O movimento também teve a adesão dos bancários. De acordo com o diretor do Sindicato dos bancários, Nelson Fazenda, algumas agências bancárias públicas paralisaram o atendimento pela manhã. Os bancos privados funcionaram normalmente. Fazenda citou que haviam vários motivos para as manifestações, inclusive as privatizações propostas pelo governo estadual. “Uma parte da categoria está mobilizada nessa luta, que é uma luta de todos os brasileiros”, enfatizou.

O Conselho Municipal dos Professores (CMP) está entre as entidades que se manifestaram pela paralisação. Após a convocação do sindicato, cerca de 90% das escolas decidiram paralisar e compor as atividades organizadas na cidade durante o dia. A dirigente do CMP Sindicato, Regina Costa dos Santos, explica que a necessidade da categoria se somar à paralisação nacional se deve ao fato de serem diretamente atingidos pela reforma previdenciária sugerida pelo governo de Michel Temer.

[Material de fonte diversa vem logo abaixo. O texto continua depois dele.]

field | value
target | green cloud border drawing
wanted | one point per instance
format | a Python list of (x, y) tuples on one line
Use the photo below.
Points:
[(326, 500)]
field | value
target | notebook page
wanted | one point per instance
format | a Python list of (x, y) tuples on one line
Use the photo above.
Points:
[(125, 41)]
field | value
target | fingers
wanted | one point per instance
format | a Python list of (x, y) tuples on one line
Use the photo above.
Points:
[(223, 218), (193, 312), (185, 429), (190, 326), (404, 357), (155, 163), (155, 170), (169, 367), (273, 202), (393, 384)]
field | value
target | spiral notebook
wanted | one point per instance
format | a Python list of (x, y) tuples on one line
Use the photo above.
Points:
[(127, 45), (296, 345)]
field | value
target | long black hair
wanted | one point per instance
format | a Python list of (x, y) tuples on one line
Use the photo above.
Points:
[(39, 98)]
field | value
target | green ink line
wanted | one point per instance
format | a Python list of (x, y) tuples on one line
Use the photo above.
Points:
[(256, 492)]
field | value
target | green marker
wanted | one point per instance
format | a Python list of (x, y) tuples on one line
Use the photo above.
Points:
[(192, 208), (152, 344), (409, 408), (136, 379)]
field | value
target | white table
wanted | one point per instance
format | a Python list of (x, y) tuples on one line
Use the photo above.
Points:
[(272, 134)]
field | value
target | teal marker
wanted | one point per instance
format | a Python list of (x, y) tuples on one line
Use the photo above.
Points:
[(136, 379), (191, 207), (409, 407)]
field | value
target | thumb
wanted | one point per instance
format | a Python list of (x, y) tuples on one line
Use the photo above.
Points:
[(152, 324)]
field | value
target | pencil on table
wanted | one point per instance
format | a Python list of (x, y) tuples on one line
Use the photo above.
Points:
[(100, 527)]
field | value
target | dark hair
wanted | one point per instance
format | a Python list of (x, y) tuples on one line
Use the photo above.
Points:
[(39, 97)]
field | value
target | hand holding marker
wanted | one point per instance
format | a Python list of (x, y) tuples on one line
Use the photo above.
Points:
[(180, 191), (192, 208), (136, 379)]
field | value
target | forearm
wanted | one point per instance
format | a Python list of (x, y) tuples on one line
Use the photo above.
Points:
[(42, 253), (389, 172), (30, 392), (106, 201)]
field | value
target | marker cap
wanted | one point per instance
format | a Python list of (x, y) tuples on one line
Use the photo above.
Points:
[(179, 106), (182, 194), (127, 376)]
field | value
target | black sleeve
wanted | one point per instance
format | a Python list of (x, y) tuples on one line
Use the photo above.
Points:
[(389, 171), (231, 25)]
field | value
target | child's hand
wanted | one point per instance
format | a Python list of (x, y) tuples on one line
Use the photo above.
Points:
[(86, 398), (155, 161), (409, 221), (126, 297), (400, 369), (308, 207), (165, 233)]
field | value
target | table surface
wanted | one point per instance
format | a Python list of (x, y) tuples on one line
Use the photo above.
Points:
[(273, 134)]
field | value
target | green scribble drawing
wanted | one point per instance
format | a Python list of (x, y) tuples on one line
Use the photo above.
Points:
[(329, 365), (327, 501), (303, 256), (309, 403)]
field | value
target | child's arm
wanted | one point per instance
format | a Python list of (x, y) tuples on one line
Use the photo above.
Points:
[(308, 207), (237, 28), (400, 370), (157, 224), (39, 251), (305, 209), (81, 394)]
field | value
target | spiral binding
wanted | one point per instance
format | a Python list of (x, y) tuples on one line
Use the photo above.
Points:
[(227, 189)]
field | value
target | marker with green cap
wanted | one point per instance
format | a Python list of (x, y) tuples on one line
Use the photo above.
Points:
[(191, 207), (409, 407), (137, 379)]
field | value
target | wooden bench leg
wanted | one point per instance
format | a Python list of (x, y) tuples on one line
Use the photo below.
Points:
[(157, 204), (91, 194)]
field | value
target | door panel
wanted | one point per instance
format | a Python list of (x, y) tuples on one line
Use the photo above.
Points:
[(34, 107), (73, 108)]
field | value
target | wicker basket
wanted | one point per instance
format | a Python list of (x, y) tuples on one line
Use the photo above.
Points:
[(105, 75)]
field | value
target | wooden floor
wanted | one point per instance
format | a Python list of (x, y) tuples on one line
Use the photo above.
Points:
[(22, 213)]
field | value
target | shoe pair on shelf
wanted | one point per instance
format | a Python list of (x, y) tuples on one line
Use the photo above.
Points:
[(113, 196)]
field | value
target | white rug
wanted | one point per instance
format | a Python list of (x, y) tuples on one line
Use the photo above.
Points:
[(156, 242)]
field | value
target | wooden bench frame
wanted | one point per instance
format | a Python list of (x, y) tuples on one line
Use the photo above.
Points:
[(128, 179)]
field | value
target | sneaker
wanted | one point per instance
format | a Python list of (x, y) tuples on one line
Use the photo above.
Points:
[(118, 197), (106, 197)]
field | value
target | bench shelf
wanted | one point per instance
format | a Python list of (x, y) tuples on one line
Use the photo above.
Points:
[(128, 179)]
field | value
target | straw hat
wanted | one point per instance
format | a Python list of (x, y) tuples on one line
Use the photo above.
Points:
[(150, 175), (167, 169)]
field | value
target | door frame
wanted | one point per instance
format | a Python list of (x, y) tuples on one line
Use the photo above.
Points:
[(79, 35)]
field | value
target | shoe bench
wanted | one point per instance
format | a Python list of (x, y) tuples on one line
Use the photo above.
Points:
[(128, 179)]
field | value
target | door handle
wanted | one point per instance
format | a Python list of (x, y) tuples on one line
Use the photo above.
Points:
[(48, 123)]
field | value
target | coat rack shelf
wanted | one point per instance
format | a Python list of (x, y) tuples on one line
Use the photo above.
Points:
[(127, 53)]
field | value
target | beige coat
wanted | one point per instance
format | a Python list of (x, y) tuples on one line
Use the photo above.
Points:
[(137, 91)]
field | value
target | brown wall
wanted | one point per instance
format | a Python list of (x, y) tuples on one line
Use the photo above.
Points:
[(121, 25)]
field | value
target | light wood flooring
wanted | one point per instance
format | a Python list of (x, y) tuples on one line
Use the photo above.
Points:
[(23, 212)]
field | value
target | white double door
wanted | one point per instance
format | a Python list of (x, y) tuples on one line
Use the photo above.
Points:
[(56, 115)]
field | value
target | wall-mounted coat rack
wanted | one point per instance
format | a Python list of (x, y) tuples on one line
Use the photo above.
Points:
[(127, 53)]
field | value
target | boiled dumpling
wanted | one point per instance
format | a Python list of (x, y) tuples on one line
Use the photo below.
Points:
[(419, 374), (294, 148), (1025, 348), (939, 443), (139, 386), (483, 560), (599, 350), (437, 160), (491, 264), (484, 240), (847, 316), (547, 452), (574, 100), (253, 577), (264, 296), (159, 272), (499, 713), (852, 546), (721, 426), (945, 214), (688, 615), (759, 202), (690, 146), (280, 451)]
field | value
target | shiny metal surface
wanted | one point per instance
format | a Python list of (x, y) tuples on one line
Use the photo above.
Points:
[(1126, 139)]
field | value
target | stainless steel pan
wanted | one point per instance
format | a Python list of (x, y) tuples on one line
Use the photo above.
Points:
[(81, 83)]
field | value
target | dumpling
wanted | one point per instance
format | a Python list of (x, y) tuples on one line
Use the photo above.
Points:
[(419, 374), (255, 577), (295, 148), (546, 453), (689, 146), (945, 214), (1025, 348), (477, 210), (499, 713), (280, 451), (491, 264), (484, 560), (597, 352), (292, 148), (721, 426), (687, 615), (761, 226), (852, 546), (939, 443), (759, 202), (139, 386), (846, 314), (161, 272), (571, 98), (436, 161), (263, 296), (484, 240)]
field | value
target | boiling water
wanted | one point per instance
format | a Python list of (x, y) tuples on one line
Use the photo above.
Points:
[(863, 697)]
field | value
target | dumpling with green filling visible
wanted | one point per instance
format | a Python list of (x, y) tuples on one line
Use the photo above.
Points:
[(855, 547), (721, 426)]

Além disso, ao longo do dia ocorreram vários atos na Praça do Teixeirinha, no centro da cidade. Durante a manhã ocorreu um ato público, seguido por uma caminhada pela Avenida Brasil até o Banco do Brasil, posteriormente se dirigindo ao Banrisul e retornando à Praça do Teixeirinha. À tarde, o CPERS se uniu aos professores da rede estadual e realizou uma aula pública, em que houveram manifestações a outras reformas do governo federal, como a reforma trabalhista, a terceirização do trabalho e, principalmente, o novo ensino médio, que as lideranças do sindicato dos professores afirmaram que foi “imposta sem nenhum debate com a categoria”. Também durante a tarde vários sindicatos de servidores públicos se uniram ao protesto, como funcionários da justiça e da segurança pública, e trechos da Avenida Brasil tiveram o trânsito interrompido. O fluxo só voltou à normalidade após às 18h, mesmo horário em que o transporte público voltou a funcionar.

Reforma da previdência

Várias propostas do governo federal foram consideradas prejudiciais ao cidadão por vários sindicatos e organizações, porém a que reúne mais desafetos é a reforma da previdência. Dentre os principais pontos da reforma proposto pelo governo, estão a idade mínima de 65 para requerer aposentadoria integral, tanto para homens quanto para mulheres, e o aumento do tempo mínimo de contribuição de 15 para 25 anos, afetando todos os trabalhadores ativos. O governo, porém,  propôs uma regra de transição para que não haja prejuízo para quem está perto de se aposentar.

Campanha duvidosa

Na tarde dessa quarta-feira (15), uma liminar da 1ª Vara Federal da Justiça de Porto Alegre anunciou uma liminar que suspende os anúncios da medida em toda e qualquer mídia. A ação civil responde a um pedido de vários sindicatos que alegam que o governo utiliza de propaganda enganosa, além de não repercutir mensagem que se enquadre como divulgação do governo. A juíza Marciane Bonzanini entendeu que a campanha não possui caráter educativo, informativo ou de orientação social, e restringe-se apenas a divulgar as visões dos membros de um partido político. A Advocacia-Geral da União vai recorrer da decisão.